Playgrounds and recreation centers are the beating heart of Philadelphia’s neighborhoods. They provide essential programs, services, and activities that help children and families to thrive. Now more than ever, communities need safe, high quality public spaces to recreate outside of the home. 

Recreation leader Dana Clark and the neighbors who call the 8th & Diamond Playground home have long outgrown the North Philadelphia park’s small one room recreation building. Programs at 8th & Diamond are popular with neighborhood kids, but there is always a waiting list because of the limited space in the recreation building. 

Thanks to a project led by The Division of Housing and Community Development, with additional funding from Rebuild and Council President Darrell Clarke, 8th & Diamond Playground is getting a much needed renovation. 

The $2.2 million project will double the size of the recreation building, adding a new reception area, a second multipurpose room, and renovations to the existing facility. The project will offer a new, brightly-lit, ADA compliant building entrance. Finally, 8th & Diamond is getting brand new playground equipment and tree plantings.

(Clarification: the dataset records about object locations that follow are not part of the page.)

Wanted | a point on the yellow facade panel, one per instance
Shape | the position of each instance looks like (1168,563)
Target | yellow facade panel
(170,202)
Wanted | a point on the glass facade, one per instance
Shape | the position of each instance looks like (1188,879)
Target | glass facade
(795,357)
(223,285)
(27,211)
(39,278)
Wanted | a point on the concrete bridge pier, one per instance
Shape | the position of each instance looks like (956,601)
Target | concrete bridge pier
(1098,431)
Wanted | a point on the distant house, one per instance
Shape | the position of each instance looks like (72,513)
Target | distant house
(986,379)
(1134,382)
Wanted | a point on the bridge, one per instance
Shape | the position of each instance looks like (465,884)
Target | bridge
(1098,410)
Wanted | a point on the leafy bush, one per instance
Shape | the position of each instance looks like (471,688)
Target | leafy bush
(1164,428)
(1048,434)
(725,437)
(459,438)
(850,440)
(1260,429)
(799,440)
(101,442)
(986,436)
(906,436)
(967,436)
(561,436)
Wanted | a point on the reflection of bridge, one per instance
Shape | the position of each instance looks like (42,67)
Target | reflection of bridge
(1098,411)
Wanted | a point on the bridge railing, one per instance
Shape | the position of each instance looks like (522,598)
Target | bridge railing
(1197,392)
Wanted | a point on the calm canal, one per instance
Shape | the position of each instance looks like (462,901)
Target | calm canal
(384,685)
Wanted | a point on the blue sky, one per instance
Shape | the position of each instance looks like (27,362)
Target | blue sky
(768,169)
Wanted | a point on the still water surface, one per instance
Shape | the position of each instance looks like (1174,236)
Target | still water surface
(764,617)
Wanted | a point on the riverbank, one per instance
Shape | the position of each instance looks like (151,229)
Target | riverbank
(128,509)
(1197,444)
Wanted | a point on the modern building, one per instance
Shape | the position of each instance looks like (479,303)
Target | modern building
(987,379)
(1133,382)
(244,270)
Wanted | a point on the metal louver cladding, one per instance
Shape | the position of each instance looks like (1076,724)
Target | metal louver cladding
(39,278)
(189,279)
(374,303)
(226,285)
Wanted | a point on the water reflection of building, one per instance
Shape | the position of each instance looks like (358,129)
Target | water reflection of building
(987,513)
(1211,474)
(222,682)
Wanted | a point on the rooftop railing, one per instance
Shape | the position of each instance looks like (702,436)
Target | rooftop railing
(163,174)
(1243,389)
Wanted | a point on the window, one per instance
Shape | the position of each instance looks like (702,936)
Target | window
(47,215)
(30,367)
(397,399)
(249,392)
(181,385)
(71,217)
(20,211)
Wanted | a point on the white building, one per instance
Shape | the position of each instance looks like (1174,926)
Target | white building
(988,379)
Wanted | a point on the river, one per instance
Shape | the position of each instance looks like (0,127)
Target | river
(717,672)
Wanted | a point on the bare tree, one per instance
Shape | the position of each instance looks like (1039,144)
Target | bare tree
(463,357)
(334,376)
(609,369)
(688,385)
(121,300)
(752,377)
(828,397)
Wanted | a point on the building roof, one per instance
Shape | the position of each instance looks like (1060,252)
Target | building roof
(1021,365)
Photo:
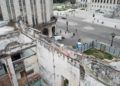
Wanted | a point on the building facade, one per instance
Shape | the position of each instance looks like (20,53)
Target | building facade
(31,11)
(106,5)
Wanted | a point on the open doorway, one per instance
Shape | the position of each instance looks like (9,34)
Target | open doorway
(53,30)
(65,82)
(45,31)
(82,72)
(1,17)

With a larger, more accessible building, Parks & Recreation will be able to offer more programming, and reach more residents. 

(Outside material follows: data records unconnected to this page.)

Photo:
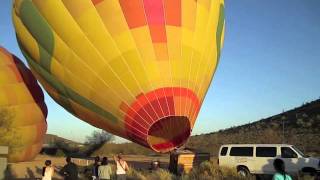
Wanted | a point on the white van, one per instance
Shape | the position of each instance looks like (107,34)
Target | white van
(258,158)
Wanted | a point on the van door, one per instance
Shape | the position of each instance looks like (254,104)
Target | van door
(264,159)
(242,156)
(290,159)
(223,158)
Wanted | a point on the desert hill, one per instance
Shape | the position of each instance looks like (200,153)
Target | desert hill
(299,126)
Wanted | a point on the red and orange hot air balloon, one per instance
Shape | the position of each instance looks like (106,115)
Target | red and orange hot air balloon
(137,68)
(22,109)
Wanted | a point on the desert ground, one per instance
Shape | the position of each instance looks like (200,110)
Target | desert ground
(33,169)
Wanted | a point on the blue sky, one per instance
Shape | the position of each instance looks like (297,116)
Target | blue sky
(270,62)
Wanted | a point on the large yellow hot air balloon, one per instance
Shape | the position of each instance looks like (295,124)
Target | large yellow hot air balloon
(137,68)
(22,109)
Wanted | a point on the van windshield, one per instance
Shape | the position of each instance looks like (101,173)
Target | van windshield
(299,152)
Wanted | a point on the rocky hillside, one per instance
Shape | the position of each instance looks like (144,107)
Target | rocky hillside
(299,126)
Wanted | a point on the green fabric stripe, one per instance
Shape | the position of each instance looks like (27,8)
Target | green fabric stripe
(219,30)
(40,30)
(67,92)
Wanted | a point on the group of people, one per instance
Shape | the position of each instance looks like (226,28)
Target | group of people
(100,170)
(69,171)
(103,171)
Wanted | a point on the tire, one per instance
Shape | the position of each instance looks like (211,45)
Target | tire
(309,171)
(243,171)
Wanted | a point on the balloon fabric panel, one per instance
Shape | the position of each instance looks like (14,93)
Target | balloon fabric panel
(137,68)
(22,107)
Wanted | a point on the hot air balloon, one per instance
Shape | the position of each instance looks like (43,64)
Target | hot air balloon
(139,69)
(22,109)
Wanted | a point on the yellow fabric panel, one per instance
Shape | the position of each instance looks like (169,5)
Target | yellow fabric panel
(21,111)
(26,38)
(7,76)
(25,153)
(144,44)
(16,94)
(139,69)
(174,42)
(93,28)
(189,9)
(207,63)
(112,16)
(200,28)
(161,51)
(98,121)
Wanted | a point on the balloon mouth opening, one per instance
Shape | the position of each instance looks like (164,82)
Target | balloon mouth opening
(169,133)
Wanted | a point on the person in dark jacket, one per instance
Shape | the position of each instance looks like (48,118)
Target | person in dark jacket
(95,168)
(70,170)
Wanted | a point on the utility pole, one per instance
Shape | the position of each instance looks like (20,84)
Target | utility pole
(283,118)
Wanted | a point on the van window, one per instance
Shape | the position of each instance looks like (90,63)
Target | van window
(287,152)
(241,151)
(266,152)
(224,151)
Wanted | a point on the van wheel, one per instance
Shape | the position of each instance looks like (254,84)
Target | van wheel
(243,171)
(309,171)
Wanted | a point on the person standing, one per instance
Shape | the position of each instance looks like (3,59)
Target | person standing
(280,174)
(47,171)
(104,170)
(95,168)
(122,167)
(70,170)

“The renovation of 8th & Diamond Playground is at the heart of our effort to invest in this neighborhood. Good housing, strong social services, and places to play work together to help families succeed and communities thrive.” said Melissa Long, Director of the Division of Housing and Community Development. 

Recreation Leader Dana Clark, the 8th & Diamond Advisory Council, and the community look forward to joining the City to put the ribbon on their renovated facility this year.

Made possible by the Philadelphia Beverage Tax, Rebuild is a program to put hundreds of millions of dollars in critical facilities repairs to neighborhood parks, recreation centers, and libraries across Philadelphia. Two thirds of Rebuild sites are in high needs neighborhoods, and the majority of funds will be spent in predominately African-American and Hispanic communities.